About 200 kilometres north of the Arctic Circle, in the Abisko National Park, lies the Abisko Scientific Research Station. The station is a base for a range of research activities of arctic nature, including observation and monitoring and high-tech experimentation within terrestrial and freshwater environments. The surroundings are characterised by highly variable topography, geology and climate.
The station has a unique, modern and comprehensive infrastructure and international standard facilities. The problem is that the station’s energy costs have been too high. Caverion’s experts are currently working on the station to make it more energy-efficient. As a solution, a new geothermal heat pump is being installed and the ventilation unit replaced.
- This is a turnkey contract where we install geothermal heating and replace ventilation units and fire dampers. We are here for three months, and working in this environment is fantastic, says Nina Södergren, Project Manager of Caverion.
Nina, 25, began working at Caverion just over a year ago after graduating in engineering at Umeå University. The mission in Abisko is her first own project to lead, and everything is going according to plan.
Dreamspot for scientist
Meteorological monitoring and natural science research started in Abisko already in 1913. Nowadays, the research station has 11 apartments and rooms for visiting scholars, students and conference participants. The property also has laboratories, offices, workshops, lecture halls, greenhouses, experimental gardens, warehouses and a meteorological station.
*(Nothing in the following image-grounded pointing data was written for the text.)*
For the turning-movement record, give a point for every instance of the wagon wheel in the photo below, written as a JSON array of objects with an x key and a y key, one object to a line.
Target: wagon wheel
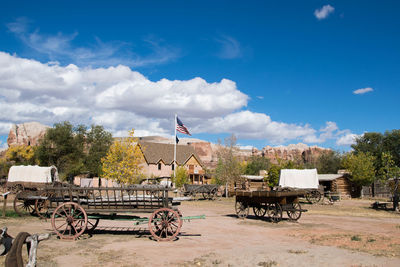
[
  {"x": 259, "y": 211},
  {"x": 242, "y": 210},
  {"x": 69, "y": 220},
  {"x": 214, "y": 194},
  {"x": 276, "y": 212},
  {"x": 313, "y": 196},
  {"x": 295, "y": 212},
  {"x": 17, "y": 188},
  {"x": 206, "y": 195},
  {"x": 42, "y": 208},
  {"x": 164, "y": 224},
  {"x": 23, "y": 206}
]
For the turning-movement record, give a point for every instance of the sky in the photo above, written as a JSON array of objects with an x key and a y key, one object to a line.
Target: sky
[{"x": 269, "y": 72}]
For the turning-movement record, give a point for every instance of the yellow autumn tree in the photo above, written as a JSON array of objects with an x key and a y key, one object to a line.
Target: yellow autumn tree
[
  {"x": 21, "y": 154},
  {"x": 123, "y": 161}
]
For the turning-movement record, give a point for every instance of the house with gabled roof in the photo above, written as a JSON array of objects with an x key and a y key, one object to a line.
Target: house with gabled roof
[{"x": 159, "y": 161}]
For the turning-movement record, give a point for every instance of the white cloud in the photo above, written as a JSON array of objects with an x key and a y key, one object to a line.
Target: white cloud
[
  {"x": 122, "y": 99},
  {"x": 363, "y": 91},
  {"x": 61, "y": 46},
  {"x": 4, "y": 127},
  {"x": 324, "y": 12},
  {"x": 250, "y": 125},
  {"x": 230, "y": 47},
  {"x": 347, "y": 139},
  {"x": 3, "y": 146}
]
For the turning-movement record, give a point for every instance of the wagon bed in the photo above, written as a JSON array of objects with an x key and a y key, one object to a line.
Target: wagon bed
[
  {"x": 75, "y": 210},
  {"x": 208, "y": 191},
  {"x": 270, "y": 203}
]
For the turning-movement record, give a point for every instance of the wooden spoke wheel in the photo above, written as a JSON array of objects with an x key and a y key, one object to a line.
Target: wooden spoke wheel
[
  {"x": 294, "y": 213},
  {"x": 17, "y": 188},
  {"x": 69, "y": 220},
  {"x": 91, "y": 225},
  {"x": 23, "y": 206},
  {"x": 313, "y": 196},
  {"x": 164, "y": 224},
  {"x": 259, "y": 211},
  {"x": 206, "y": 195},
  {"x": 41, "y": 208},
  {"x": 275, "y": 212},
  {"x": 242, "y": 210}
]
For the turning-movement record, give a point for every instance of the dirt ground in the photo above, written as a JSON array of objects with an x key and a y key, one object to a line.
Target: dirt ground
[{"x": 347, "y": 233}]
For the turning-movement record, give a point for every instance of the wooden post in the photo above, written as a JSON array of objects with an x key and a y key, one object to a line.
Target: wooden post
[{"x": 5, "y": 195}]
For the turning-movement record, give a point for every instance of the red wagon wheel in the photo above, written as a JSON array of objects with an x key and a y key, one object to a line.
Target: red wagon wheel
[
  {"x": 69, "y": 220},
  {"x": 242, "y": 210},
  {"x": 164, "y": 224},
  {"x": 259, "y": 211},
  {"x": 295, "y": 212},
  {"x": 23, "y": 206},
  {"x": 275, "y": 211}
]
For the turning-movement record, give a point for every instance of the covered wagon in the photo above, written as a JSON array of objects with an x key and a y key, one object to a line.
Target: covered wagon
[
  {"x": 306, "y": 179},
  {"x": 27, "y": 181},
  {"x": 31, "y": 177}
]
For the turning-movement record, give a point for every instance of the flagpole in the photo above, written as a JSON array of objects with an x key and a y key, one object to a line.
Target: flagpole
[{"x": 175, "y": 147}]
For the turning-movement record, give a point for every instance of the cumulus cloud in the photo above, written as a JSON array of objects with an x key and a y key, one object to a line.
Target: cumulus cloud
[
  {"x": 121, "y": 99},
  {"x": 347, "y": 139},
  {"x": 324, "y": 12},
  {"x": 61, "y": 46},
  {"x": 250, "y": 125},
  {"x": 230, "y": 47},
  {"x": 363, "y": 91}
]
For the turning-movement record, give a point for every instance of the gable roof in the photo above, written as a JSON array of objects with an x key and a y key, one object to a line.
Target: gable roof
[
  {"x": 154, "y": 152},
  {"x": 328, "y": 177}
]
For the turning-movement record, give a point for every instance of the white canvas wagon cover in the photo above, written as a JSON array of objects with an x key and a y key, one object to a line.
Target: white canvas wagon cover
[
  {"x": 33, "y": 174},
  {"x": 303, "y": 179}
]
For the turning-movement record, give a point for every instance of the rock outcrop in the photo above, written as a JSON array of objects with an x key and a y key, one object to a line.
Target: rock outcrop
[
  {"x": 208, "y": 152},
  {"x": 295, "y": 152},
  {"x": 26, "y": 134}
]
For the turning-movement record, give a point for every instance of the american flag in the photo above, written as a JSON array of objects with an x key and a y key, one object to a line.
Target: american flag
[{"x": 180, "y": 127}]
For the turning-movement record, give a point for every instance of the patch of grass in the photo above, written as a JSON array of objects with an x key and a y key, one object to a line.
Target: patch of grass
[
  {"x": 356, "y": 238},
  {"x": 297, "y": 251},
  {"x": 216, "y": 262},
  {"x": 267, "y": 263}
]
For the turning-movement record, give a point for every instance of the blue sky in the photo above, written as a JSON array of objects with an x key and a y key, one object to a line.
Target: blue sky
[{"x": 270, "y": 72}]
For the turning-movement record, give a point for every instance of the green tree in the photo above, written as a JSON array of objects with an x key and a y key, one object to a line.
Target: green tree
[
  {"x": 228, "y": 168},
  {"x": 274, "y": 172},
  {"x": 123, "y": 162},
  {"x": 256, "y": 164},
  {"x": 21, "y": 155},
  {"x": 389, "y": 168},
  {"x": 361, "y": 167},
  {"x": 98, "y": 142},
  {"x": 74, "y": 150},
  {"x": 181, "y": 178},
  {"x": 391, "y": 144}
]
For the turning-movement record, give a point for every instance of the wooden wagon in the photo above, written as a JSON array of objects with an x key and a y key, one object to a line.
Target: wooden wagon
[
  {"x": 270, "y": 203},
  {"x": 208, "y": 191},
  {"x": 75, "y": 210}
]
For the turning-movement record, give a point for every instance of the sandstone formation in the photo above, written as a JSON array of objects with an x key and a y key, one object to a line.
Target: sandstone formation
[
  {"x": 26, "y": 133},
  {"x": 208, "y": 152},
  {"x": 294, "y": 152}
]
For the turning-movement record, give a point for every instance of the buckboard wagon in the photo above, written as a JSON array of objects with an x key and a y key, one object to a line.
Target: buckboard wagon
[
  {"x": 75, "y": 210},
  {"x": 270, "y": 203},
  {"x": 208, "y": 191}
]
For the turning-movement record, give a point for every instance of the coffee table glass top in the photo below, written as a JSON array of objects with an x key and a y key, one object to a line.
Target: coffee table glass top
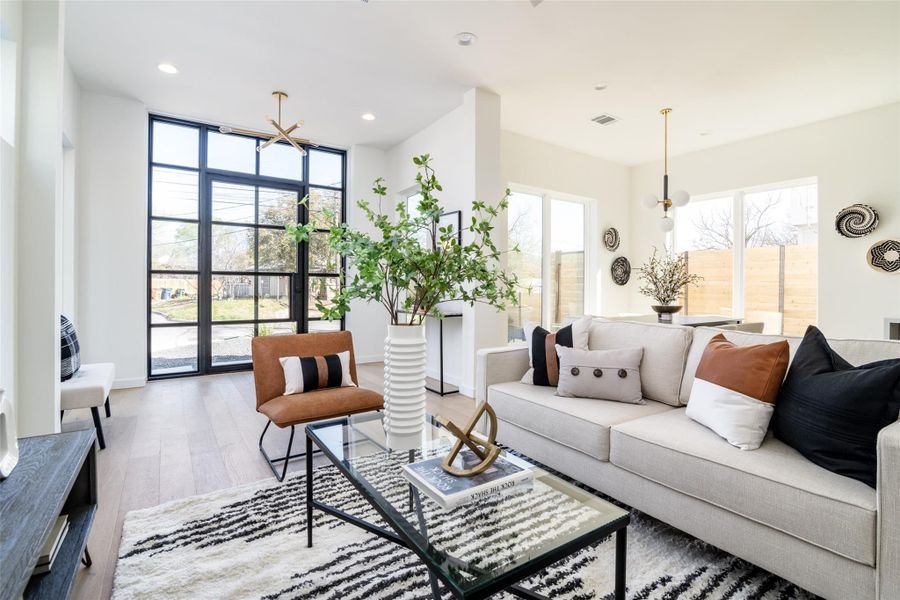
[{"x": 474, "y": 545}]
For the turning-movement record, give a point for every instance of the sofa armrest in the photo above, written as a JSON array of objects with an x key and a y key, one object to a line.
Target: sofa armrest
[
  {"x": 497, "y": 365},
  {"x": 888, "y": 492}
]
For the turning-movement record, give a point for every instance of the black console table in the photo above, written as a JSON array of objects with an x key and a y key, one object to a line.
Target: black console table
[
  {"x": 439, "y": 386},
  {"x": 56, "y": 475}
]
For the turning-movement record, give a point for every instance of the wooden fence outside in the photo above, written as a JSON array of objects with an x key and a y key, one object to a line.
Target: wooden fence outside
[{"x": 779, "y": 286}]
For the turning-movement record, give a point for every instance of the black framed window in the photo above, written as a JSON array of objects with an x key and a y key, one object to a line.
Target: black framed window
[{"x": 220, "y": 268}]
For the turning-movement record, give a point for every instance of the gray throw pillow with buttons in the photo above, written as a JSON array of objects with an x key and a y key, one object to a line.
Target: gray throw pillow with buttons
[{"x": 602, "y": 374}]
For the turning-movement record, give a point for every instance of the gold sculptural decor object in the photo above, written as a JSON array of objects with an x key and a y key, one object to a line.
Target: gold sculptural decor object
[{"x": 483, "y": 447}]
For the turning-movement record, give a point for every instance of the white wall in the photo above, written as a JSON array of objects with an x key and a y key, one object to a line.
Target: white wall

- The challenge of the project is to get all the pieces together, so that they work as a whole. It will be fun to deploy and monitor progress. The project includes overall control of fire alarms, ventilation, heating and other installations, which makes it possible to read the energy consumption. Once everything is put into operation, it will be exciting to see how much they will save, concludes Nina.
Facts about Abisko
- About 200 people live in Abisko
- Abisko receives the lowest amount of precipitation in the whole of Sweden
- The Abisko Scientific Research Station (68º21’N, 18º49’E), which has been operated by Polar Research Secretariat since 2010, is owned by The National Property Board of Sweden
- Meteorological monitoring and natural science research started in Abisko in 1913
- The station holds a unique environmental record extending 100 years back in time, as well as a vast portfolio of research activities totalling some 3,000 scientific publications
- The impacts of climate change are more serious in the north, and the Abisko Scientific Research Station is playing a leading international role in these studies.